Cuando una comunidad carismática se da cuenta de que tiene “los huesos calcinados”, que la esperanza “se ha desvanecido”, que está “perdida”, todavía tiene la posibilidad de renacer si un profeta logra profetizar e invocar al espíritu. Pero hay una precondición: la comunidad debe entonar el canto fúnebre, debe ser consciente de que tiene los huesos calcinados. Muchas comunidades muertas no resucitan porque piensan que están vivas. No hay que excluir que la visión fuera una respuesta al lamento-oración del pueblo exiliado. Celebrar el luto es la primera y necesaria oración de resurrección.

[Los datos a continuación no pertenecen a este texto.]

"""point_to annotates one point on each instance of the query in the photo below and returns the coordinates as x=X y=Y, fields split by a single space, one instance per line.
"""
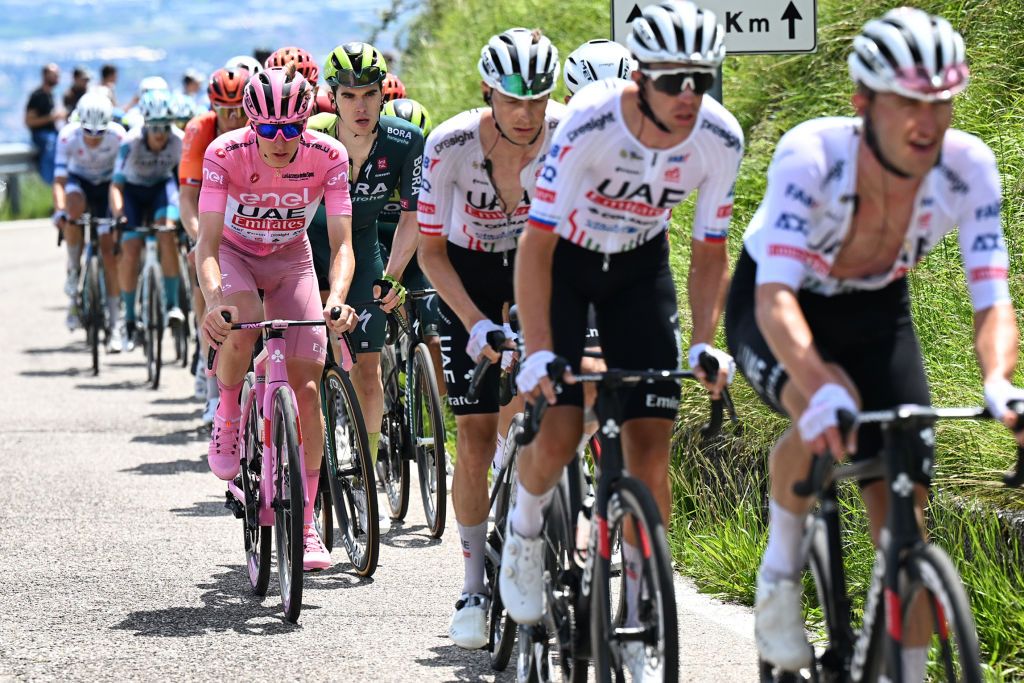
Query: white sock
x=781 y=560
x=473 y=539
x=634 y=573
x=114 y=309
x=496 y=462
x=74 y=257
x=914 y=663
x=527 y=513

Después, hace falta un profeta que haya sobrevivido a las persecuciones, que no haya sido expulsado o no se haya transformado en falso profeta (de buena o de mala fe). No todas las comunidades con los huesos calcinados tienen profetas, porque muchas veces también ellos mueren durante la destrucción de la ciudad y el templo. Pero cuando al menos uno de ellos se salva – la “masa crítica” profética es uno – la primera parte de su profetizar consiste en ensamblar el esqueleto y hacer que surjan a su alrededor la carne y los tendones. Estas comunidades, después de haber muerto y de haber comprendido que han muerto de verdad – por falta de vocaciones, por haber envejecido dentro de liturgias y formas aún más viejas que ellas, por escándalos gravísimos, por cismas, por no haber sido capaces de escribir una nueva narración carismática tras la muerte del fundador que es siempre una muerte mística de la comunidad, por haber gastado todas las energías que quedaban en las batallas equivocadas… – emprenden una nueva fase. Vienen nuevas personas, llegan recursos económicos, proyectos, estructuras, energías, nuevas actividades y obras. Los huesos dispersos se recomponen dando vida a un esqueleto ordenado y a su alrededor se forma la carne y los nervios. La comunidad toma forma y poco a poco comienza a parecerse a la que se había extinguido.
Pero Ezequiel nos dice que esta fase es necesaria, pero sin embargo no es suficiente para que la comunidad vuelva verdaderamente a vivir. Falta el espíritu. Hay personas, pero faltan vocaciones. Hay relatos, pero no relatos carismáticos. Hay palabras, pero falta el verbo que las une. Hay obras, pero falta el soplo vital. Hay proyectos, pero faltan sueños grandes. Hay oraciones, pero no saben hablar. La resurrección de Cristo no fue la reanimación del cadáver. Y si no leemos la resurrección de Lázaro como signo y anuncio de la distinta resurrección de Cristo, no veremos en ella más que la exhumación del cuerpo de un hombre que tuvo la triste suerte de morir dos veces. El renacimiento de las comunidades no se produce (o es simplemente el de Lázaro) si solo se reforma el esqueleto y los signos externos de la vida. Es necesario que un profeta verdadero, volviendo al valle de la primera vocación convertida ahora en valle de huesos, invoque al espíritu y este, dócilmente, venga. Algunas de estas invocaciones se llaman reformas.
Ezequiel nos dice que estas resurrecciones son posibles, que los cementerios pueden transformarse en los jardines del Edén, que podemos dormirnos viejos y despertarnos niños.